This week's book giveaway is in the OO, Patterns, UML and Refactoring forum. We're giving away four copies of Refactoring for Software Design Smells: Managing Technical Debt and have Girish Suryanarayana, Ganesh Samarthyam & Tushar Sharma on-line! See this thread for details.
I'm not an expert, but MD5 does not encode things. it takes an input (a string or a file) and generates a 128 bit string, called the digest. it doesn't matter if you input 1 character or a million, the output is 128 bits.
This is used to verify file integrity. I say "i am sending you this file. Here is the digest." When you get the file, you can run it through MD5 and then compare the digest you get to the one i sent. If they are the same, you can be pretty sure the file is unchanged. If the digest are different, then something has been changed in the source file, so you know the data is compromised.
There is no way to take the digest and re-generate the original source. That is not what it is designed to do.
There are only two hard things in computer science: cache invalidation, naming things, and off-by-one errors
Joined: Dec 11, 2008
Using AES DECRYPT i can do the decryption.But
my question is how to do the same by java
rama ilango wrote:Using AES DECRYPT i can do the decryption.But
my question is how to do the same by java
There is actually more than one way to interpret this statement...
First, it reads like you were able to decrypt the MD5 hash, using an external program that decrypts AES. This is, of course, not possible. Forget the fact that there is no AES key, the way MD5 works, there is no way to decrypt it... period.
An alternate interpretation is... with AES, it is possible to decrypt. So, how do you encrypt and decrypt using AES? For this...
Probably using brute force, trying to find a match that seems reasonable enough.
As said, MD5 is a hashing algorithm. Just like the hashCode() method, there are only so many hashes of length 128 you can generate. Eventually, you will get a hashing collision - two inputs with the same MD5 hash. If you try to "unhash" that, which of the two inputs should it return?
As an example, I went to that site and MD5-"encrypted" the string "Hello World". The resulting hash was "b10a8db164e0754105b7a99be72e3fe5". I then tried to MD5-"decrypt" this:
Encrypt MD5 hash, Decrypt MD5 hash MD5Decryption.com allows you to enter a MD5 hash and we will look into our database
and try to decrypt MD5. Basically it is a MD5 decrypter.
That's inaccurate language. As said above, MD5 is not an encryption algorithm at all - it's a hashing algorithm. Hashing algorithms are one way - you put data in, you get a hash code out, but it is theoretically impossible to get the original data back.
Note that the input to a hashing algorithm can be arbitrarily long, but the output is a fixed length (for example 32 hexadecimal digits). This should already be a sign to you that it's not reversible. If it would be reversible, then we would have a fantastic compression algorithm that would defy the laws of physics - it would mean we could encode a file of any length into just 32 hexadecimal digits!

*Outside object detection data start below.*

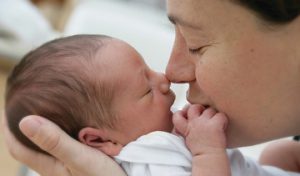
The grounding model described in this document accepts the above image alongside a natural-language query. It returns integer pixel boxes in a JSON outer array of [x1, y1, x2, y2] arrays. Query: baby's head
[[5, 35, 174, 156]]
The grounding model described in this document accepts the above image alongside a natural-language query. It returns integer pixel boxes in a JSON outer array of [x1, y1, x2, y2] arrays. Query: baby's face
[[101, 40, 175, 145]]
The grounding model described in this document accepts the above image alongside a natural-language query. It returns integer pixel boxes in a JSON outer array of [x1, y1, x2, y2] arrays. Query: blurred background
[[0, 0, 272, 176]]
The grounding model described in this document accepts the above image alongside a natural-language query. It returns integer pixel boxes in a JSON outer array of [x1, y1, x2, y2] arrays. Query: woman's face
[[166, 0, 300, 147]]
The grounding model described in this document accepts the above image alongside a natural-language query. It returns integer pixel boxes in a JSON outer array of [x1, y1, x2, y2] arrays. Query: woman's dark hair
[[234, 0, 300, 24]]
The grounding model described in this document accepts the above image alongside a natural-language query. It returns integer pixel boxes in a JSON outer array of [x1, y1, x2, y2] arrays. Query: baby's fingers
[[187, 104, 205, 120], [173, 111, 188, 137]]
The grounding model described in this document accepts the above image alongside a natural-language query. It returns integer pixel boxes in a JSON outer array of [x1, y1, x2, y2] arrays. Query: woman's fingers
[[20, 116, 124, 176], [2, 114, 68, 176], [20, 116, 91, 168]]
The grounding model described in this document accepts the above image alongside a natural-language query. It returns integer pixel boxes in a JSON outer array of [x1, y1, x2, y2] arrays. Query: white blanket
[[115, 131, 300, 176]]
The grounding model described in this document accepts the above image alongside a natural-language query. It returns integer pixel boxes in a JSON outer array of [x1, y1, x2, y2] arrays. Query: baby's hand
[[173, 105, 227, 156]]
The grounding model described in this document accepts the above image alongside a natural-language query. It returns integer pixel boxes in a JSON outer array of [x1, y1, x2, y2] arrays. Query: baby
[[5, 35, 300, 176], [5, 35, 230, 175]]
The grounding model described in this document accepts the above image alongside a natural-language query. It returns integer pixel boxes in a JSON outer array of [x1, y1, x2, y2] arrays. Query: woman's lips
[[186, 89, 211, 108]]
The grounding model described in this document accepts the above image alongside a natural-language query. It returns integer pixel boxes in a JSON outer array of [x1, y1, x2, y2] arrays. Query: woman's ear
[[78, 127, 123, 156]]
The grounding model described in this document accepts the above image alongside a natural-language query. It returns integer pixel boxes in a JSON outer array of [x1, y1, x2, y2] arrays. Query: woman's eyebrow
[[168, 14, 201, 29]]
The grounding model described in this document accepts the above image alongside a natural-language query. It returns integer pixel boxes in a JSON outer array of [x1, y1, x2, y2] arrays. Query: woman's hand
[[3, 116, 125, 176]]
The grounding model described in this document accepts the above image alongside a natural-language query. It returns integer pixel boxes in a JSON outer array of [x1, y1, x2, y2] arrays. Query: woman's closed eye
[[189, 47, 202, 54], [188, 45, 210, 55], [145, 89, 152, 95]]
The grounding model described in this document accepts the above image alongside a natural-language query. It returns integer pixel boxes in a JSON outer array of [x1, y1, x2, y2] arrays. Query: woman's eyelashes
[[189, 47, 202, 54], [145, 89, 152, 95]]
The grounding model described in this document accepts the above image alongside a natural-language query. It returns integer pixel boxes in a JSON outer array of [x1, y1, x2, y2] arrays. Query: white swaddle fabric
[[115, 131, 300, 176]]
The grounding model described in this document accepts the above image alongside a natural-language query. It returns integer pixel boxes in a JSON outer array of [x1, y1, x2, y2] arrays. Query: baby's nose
[[159, 73, 170, 93]]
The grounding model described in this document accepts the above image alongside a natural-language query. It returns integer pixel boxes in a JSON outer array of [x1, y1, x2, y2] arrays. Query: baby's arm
[[173, 105, 231, 176]]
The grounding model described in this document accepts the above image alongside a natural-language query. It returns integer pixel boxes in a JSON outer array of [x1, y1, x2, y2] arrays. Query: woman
[[4, 0, 300, 176]]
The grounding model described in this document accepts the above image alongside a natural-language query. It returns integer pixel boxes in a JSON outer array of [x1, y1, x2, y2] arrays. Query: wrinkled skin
[[166, 0, 300, 147]]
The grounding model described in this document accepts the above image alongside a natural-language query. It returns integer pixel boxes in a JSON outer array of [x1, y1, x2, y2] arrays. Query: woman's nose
[[166, 30, 195, 83]]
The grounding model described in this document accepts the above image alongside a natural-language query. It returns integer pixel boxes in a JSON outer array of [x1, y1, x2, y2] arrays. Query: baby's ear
[[78, 127, 123, 156]]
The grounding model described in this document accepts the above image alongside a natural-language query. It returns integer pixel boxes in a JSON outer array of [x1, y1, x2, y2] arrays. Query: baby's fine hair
[[5, 35, 115, 152]]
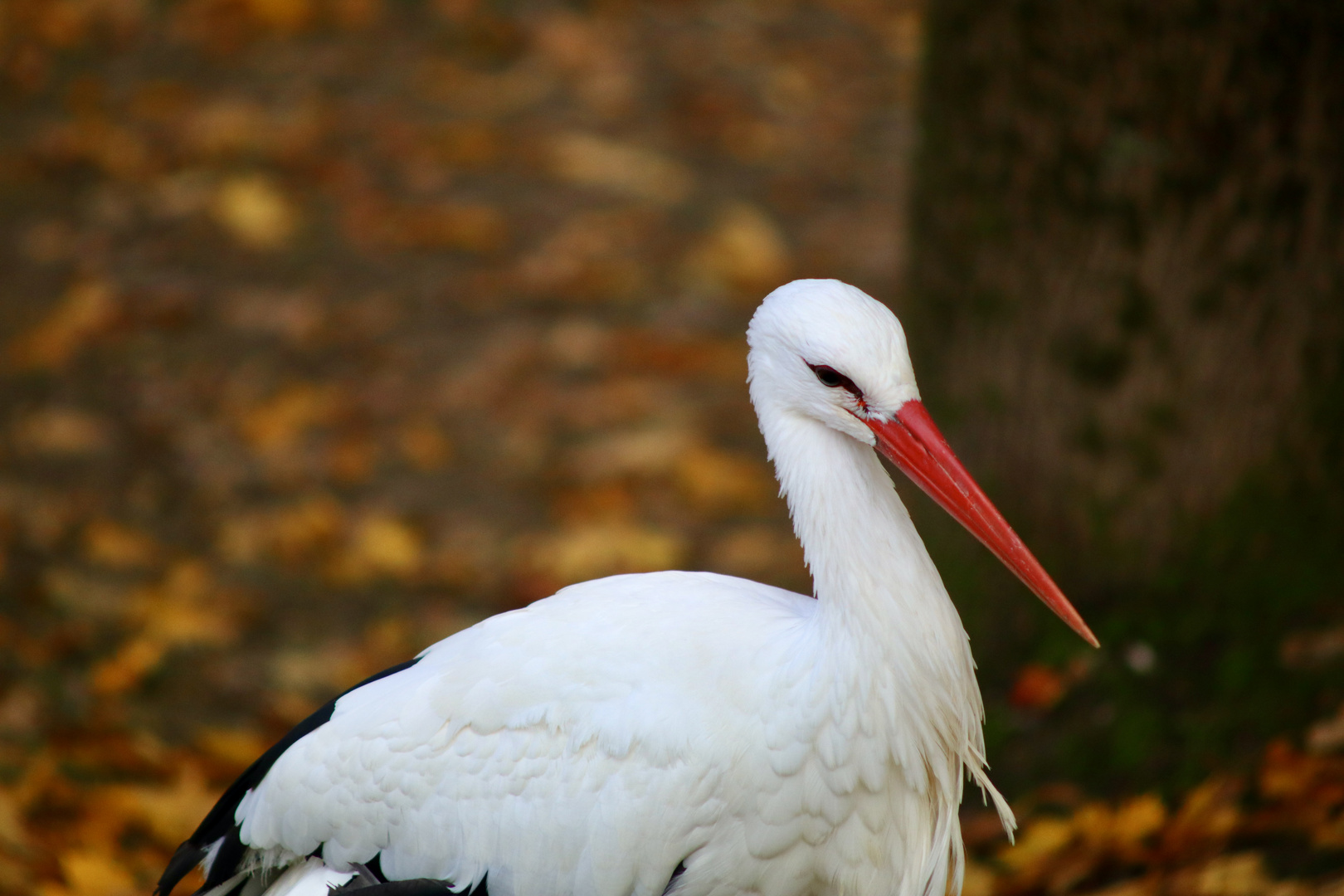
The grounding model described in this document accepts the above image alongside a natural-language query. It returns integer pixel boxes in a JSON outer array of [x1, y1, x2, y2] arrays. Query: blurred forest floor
[[0, 0, 1344, 896]]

That "MD5 decryption" website just has a big database with words and the corresponding hash codes, and if you type in a hash code, it can look it up in the database and find the original word back for you. Note however that it is possible that there are multiple words that match the same hash code. The website is a gimmick, it doesn't have any really useful purpose.
fred rosenberger wrote:I'm not an expert, but MD5 does not encode things. it takes an input (a string or a file) and generates a 128 bit string, called the digest.
In spirit, Fred is right.
Technically, MD5 (like most serious crypto stuff) is defined not on "strings" or "files" but rather on arrays of octets. I'll assume that everyone here knows what an array is.

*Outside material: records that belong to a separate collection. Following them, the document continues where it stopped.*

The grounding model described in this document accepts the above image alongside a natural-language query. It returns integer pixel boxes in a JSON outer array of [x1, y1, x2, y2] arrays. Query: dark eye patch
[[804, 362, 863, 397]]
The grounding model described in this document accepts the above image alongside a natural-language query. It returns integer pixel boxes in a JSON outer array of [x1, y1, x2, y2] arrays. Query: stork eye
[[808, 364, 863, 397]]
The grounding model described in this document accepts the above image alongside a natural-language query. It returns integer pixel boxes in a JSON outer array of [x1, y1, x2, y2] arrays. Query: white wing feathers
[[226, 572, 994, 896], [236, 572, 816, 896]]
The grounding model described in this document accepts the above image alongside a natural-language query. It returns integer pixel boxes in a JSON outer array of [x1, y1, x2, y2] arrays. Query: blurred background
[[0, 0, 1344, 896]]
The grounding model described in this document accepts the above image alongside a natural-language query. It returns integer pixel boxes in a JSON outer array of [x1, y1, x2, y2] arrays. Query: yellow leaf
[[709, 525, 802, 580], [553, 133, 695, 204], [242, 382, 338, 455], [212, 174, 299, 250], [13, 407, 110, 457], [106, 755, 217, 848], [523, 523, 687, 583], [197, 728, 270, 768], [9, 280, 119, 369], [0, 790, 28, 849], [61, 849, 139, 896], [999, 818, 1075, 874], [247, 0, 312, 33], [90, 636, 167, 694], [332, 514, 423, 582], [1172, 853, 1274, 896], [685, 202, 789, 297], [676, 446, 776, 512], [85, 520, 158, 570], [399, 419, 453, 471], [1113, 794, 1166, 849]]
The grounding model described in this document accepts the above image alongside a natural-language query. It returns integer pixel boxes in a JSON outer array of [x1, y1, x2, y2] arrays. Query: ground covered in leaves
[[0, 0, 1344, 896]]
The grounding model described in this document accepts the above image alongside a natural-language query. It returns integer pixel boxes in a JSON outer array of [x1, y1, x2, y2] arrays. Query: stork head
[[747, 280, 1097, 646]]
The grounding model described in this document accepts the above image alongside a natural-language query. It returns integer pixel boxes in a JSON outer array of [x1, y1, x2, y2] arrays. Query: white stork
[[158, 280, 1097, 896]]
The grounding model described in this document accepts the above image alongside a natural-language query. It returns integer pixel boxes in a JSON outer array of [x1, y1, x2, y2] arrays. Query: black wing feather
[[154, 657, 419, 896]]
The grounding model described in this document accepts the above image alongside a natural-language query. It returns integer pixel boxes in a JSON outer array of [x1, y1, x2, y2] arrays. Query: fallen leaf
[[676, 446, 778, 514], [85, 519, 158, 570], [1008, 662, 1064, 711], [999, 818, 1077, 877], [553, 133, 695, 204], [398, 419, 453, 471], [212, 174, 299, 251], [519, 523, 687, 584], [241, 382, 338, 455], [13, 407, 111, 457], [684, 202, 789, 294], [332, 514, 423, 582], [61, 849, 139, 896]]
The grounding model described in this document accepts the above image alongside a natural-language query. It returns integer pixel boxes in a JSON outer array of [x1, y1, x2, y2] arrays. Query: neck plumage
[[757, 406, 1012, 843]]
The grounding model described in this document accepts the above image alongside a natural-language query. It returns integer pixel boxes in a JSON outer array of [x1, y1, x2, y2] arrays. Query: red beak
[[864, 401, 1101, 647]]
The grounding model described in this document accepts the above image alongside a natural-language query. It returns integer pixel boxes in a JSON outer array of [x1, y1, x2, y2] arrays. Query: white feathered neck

"octet" is a unit that has 8 bits. It is the term of art because when a lot of these things were first standardized, there was no common industry definition of a "byte" as having a specific size. Many critical early research machines, like the Honeywell Multics machines, and the DEC Tenex/Tops-20 machines had variable byte sizes, and a byte might be 5, 6, 7, 8 or even 9 bits long.
While Java programmers think that an octet is the same as a Java byte, its not exactly. An octet is unsigned, and nothing in Java is unsigned. Some functions and operators work differently on signed and unsigned things. So to be technically correct, one has to talk about octets, not Java byte or Byte arrays.

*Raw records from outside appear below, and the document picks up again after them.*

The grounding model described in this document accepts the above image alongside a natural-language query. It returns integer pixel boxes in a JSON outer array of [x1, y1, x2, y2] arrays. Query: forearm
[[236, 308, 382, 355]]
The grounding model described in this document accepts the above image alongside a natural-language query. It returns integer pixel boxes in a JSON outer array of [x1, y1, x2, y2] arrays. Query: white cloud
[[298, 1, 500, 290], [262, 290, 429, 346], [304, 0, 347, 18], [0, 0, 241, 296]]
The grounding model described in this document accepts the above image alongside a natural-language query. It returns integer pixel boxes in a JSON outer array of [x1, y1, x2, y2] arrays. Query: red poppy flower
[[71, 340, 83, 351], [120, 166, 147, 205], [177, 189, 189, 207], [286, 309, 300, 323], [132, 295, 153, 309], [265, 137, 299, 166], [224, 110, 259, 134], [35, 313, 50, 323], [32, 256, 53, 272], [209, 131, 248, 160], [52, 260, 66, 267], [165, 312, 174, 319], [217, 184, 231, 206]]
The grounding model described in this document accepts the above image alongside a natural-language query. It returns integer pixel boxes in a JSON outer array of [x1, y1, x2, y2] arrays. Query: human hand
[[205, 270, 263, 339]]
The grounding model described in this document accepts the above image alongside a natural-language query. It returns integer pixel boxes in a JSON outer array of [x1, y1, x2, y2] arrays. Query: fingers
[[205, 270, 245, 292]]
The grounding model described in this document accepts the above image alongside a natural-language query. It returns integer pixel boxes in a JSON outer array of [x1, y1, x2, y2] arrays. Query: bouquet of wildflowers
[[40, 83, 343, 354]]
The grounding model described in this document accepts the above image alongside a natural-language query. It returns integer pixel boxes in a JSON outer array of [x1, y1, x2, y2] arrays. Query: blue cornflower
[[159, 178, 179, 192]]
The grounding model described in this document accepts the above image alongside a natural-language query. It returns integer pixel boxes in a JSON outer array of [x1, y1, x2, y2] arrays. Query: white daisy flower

This becomes a bigger issue when one realizes that a String in Java is an array of Unicode characters, and by definition, they are at least 16 bits long. Some are even longer. Thus, calculating an MD5 or SHA1 on a Java String is not as simple as passing the String to the method. To be right you have to translate the String into something like an array of UTF-8 bytes.
With files, you have to be concerned with all the issues of String values, plus you have to take care of line endings and other subtle things.
And, as many folks have said, MD5 and SHA can't encrypt anything, so you can't decrypt them.